The cell membrane provides a barrier around the cell, separating its internal components from the extracellular environment. It is composed of a phospholipid bilayer, with hydrophobic internal lipid “tails” and hydrophilic external phosphate “heads.” Various membrane proteins are scattered throughout the bilayer, both inserted within it and attached to it peripherally. The cell membrane is selectively permeable, allowing only a limited number of materials to diffuse through its lipid bilayer. All materials that cross the membrane do so using passive (non energy-requiring) or active (energy-requiring) transport processes. During passive transport, materials move by simple diffusion or by facilitated diffusion through the membrane, down their concentration gradient. Water passes through the membrane in a diffusion process called osmosis. During active transport, energy is expended to assist material movement across the membrane in a direction against their concentration gradient. Active transport may take place with the help of protein pumps or through the use of vesicles.

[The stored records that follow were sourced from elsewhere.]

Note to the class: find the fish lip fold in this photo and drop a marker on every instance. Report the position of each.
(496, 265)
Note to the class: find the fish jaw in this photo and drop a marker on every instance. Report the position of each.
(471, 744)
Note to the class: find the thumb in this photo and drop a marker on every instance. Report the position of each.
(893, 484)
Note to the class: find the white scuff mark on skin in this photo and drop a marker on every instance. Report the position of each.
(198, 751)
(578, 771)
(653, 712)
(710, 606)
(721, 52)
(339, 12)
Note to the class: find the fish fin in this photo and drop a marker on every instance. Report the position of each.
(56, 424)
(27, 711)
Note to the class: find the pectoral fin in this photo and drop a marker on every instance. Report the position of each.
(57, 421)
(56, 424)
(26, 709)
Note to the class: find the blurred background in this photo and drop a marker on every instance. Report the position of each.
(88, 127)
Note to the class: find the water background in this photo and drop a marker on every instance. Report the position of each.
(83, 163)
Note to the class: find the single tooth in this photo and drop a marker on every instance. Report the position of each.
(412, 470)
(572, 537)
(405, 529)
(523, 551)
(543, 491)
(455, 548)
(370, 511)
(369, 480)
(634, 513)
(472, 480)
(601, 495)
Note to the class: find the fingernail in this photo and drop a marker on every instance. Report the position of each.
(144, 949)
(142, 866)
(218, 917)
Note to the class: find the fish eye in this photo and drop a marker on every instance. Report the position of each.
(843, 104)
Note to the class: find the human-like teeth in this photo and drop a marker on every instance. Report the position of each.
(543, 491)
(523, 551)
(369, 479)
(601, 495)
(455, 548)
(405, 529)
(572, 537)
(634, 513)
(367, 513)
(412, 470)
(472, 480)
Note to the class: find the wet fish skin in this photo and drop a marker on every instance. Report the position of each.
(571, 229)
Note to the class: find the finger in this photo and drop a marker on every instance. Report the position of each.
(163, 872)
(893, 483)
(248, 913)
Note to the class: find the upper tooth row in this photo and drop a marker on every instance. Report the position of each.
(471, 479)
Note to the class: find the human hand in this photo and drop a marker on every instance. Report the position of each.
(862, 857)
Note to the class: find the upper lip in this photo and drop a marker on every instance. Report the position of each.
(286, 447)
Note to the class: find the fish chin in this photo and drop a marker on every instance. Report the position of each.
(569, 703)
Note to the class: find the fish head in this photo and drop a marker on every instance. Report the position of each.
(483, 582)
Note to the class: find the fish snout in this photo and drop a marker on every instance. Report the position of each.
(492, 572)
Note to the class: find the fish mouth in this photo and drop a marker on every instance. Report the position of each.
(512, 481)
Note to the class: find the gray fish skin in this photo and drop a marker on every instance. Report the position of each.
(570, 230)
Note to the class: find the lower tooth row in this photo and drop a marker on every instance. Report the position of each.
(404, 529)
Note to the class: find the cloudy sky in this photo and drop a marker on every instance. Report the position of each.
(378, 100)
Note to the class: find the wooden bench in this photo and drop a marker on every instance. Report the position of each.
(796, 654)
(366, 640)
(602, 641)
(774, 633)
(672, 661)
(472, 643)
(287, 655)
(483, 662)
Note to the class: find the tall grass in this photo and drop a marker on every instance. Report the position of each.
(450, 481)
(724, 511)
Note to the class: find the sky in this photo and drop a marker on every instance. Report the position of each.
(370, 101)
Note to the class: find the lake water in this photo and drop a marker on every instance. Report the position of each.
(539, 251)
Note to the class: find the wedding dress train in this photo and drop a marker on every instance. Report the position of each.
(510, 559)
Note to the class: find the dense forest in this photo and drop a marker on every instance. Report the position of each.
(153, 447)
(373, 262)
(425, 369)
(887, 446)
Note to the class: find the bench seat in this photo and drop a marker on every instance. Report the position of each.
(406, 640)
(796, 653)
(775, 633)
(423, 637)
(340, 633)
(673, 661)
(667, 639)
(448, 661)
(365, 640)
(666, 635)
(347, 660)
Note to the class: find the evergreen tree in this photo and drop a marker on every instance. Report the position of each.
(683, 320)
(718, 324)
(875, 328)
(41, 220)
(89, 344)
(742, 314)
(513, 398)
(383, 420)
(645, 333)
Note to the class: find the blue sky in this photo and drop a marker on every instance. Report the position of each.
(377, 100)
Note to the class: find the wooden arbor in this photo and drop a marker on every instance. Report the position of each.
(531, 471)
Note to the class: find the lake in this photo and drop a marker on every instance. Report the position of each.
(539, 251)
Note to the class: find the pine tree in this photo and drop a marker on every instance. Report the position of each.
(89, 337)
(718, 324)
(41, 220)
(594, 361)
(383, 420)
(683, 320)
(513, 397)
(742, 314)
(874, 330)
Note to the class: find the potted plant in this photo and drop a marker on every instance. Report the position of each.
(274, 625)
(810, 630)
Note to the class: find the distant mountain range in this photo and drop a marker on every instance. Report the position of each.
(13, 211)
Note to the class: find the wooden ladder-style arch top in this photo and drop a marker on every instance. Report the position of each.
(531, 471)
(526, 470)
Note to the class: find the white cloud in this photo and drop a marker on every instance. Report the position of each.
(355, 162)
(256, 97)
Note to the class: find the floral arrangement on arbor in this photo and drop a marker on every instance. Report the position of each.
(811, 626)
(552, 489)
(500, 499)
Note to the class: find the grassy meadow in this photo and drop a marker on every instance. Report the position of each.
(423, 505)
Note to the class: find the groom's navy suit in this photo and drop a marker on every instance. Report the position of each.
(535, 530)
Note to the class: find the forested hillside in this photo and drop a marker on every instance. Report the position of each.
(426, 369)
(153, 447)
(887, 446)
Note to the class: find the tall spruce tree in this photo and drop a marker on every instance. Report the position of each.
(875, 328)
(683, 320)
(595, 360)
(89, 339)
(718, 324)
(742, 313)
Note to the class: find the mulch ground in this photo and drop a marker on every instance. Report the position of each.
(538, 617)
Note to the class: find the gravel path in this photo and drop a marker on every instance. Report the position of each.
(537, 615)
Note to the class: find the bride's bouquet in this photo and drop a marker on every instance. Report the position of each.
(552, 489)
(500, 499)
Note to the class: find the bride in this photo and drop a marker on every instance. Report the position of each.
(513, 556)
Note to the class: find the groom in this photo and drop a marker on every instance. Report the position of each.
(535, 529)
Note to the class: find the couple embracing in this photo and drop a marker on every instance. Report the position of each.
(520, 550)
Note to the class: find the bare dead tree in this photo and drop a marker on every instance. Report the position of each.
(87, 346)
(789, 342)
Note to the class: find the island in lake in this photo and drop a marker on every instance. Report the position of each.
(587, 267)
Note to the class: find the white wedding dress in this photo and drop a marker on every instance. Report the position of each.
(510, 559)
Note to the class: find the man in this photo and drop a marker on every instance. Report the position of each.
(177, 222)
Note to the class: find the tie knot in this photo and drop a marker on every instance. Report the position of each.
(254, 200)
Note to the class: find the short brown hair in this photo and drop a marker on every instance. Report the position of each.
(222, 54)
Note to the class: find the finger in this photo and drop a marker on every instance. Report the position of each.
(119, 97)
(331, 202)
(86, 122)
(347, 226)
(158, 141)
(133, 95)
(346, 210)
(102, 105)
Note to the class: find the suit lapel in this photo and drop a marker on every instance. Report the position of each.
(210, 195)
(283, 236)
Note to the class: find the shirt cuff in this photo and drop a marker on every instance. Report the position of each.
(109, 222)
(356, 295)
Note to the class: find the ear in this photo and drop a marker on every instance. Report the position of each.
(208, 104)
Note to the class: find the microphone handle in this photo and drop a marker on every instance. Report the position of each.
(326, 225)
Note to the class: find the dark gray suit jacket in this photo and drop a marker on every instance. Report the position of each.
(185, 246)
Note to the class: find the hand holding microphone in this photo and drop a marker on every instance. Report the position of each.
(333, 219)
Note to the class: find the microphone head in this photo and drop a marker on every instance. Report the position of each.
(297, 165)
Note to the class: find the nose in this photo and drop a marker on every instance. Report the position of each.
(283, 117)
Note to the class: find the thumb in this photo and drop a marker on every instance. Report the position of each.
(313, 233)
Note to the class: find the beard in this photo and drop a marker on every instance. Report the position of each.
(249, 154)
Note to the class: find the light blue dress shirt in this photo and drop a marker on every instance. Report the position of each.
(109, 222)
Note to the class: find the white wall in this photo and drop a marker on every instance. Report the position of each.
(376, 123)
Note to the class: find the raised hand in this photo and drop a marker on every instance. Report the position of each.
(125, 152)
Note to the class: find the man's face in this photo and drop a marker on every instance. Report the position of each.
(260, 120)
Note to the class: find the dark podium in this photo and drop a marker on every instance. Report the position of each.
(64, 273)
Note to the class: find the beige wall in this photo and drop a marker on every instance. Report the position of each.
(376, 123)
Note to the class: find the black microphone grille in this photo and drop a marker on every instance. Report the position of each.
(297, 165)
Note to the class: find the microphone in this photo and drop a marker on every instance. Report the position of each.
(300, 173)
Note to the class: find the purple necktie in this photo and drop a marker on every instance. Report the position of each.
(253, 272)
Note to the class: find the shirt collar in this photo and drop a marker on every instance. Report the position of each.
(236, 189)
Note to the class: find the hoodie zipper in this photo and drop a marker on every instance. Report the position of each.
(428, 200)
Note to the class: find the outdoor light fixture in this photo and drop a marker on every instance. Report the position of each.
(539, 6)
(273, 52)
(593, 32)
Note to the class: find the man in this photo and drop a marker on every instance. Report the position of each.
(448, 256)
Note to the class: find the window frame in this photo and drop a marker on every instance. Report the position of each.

Interactive Link Questions
Visit this link to see diffusion and how it is propelled by the kinetic energy of molecules in solution. How does temperature affect diffusion rate, and why?
Higher temperatures speed up diffusion because molecules have more kinetic energy at higher temperatures.
Because they are embedded within the membrane, ion channels are examples of ________.
The diffusion of substances within a solution tends to move those substances ________ their ________ gradient.
Ion pumps and phagocytosis are both examples of ________.
Choose the answer that best completes the following analogy: Diffusion is to ________ as endocytosis is to ________.
Critical Thinking Questions
What materials can easily diffuse through the lipid bilayer, and why?
Only materials that are relatively small and nonpolar can easily diffuse through the lipid bilayer. Large particles cannot fit in between the individual phospholipids that are packed together, and polar molecules are repelled by the hydrophobic/nonpolar lipids that line the inside of the bilayer.
Why is receptor-mediated endocytosis said to be more selective than phagocytosis or pinocytosis?
Receptor-mediated endocytosis is more selective because the substances that are brought into the cell are the specific ligands that could bind to the receptors being endocytosed. Phagocytosis or pinocytosis, on the other hand, have no such receptor-ligand specificity, and bring in whatever materials happen to be close to the membrane when it is enveloped.
What do osmosis, diffusion, filtration, and the movement of ions away from like charge all have in common? In what way do they differ?
These four phenomena are similar in the sense that they describe the movement of substances down a particular type of gradient. Osmosis and diffusion involve the movement of water and other substances down their concentration gradients, respectively. Filtration describes the movement of particles down a pressure gradient, and the movement of ions away from like charge describes their movement down their electrical gradient.